The goodies are of course gays in denial and sadists and militarists and (worst of all!) praying Christians. Again, the inadequacy of the writing is such that we don't even find out whether they're supposed to be hypocrites or fanatics. All we're supposed to take away (or rather, because this is a film that was really only ever playing to the gallery, it's a prejudice that we're supposed to take to it) is that Christianity and the military are yucky and nasty. And that's all there is to it.

The most interesting characters in the film are Fowler - who is played by far and away the most handsome young hunk on display - and his favourite fag. The fag himself is a standard-issue, handsome little prepubescent love-muffin. But he is the only character towards whom anyone in the film shows any genuine affection or tenderness, and Fowler is the one character who shows it. (It's just one line: 'All right, Tomkins! You've done a decent job on my boots.' or some such.) But then a film that really explored the human condition, and tackled the emotional relationships - hero worship vs. emerging paternal fondness - between young men and younger boys, in school or out, would have been unthinkable in pro-Marxist 1980s Britain.
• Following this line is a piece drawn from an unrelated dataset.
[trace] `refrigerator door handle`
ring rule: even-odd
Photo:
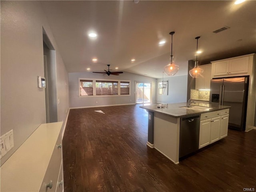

It would be even more unthinkable now.


Jimmy Sime, 'Toffs and Toughs' (1937)


There's nothing new about fake news, or indeed political disinformation in the mainstream media.

Leaving aside that nowadays the boys on the right would be just as likely to be beaten up for being "posh" (not to mention English and white) as the boys on the left would have been back then, the photograph is hopelessly posed and the title itself is both misleading and probably no older than 2004.

In fact the boys on the right are not "toughs" but pupils at a local Church of England school. They'd taken the day off school for a trip to the dentist and then decided to earn some easy money by helping out at the Eton-Harrow cricket match that was taking place at Lord's that afternoon. Sime has clearly, er, solicited their aid for his photograph (presumably for a small fee). And given that nice young Anglican boys would generally have been discouraged from walking around with their hands in their pockets, he's presumably also instructed them to adopt the poses their holding - apparently to make them look as if they're quietly masturbating. The two Harrovian boys though just happened to be standing at the gate at the time waiting to be collected by one of their parents, and by all accounts they were persuaded to pose for the camera with neither their parents' consent nor any financial emolument.

The picture is of course well known in England, and a good example of indigenous English leftist propaganda - that is to say the lies we like to tell ourselves. It was first published in the 10th July 1937 edition of the News Chronicle, a leftist newspaper that later merged with The Daily Mail (which of course by modern standards isn't even considered leftist). The screechy agitprop caption read 'Every picture tells a story'.

The real "story" of the photograph - of the tragic fates of the two "toff" boys and of the long, happy, normal lives of the "toughs" - is now freely available on line thanks to dear old Wikipedia.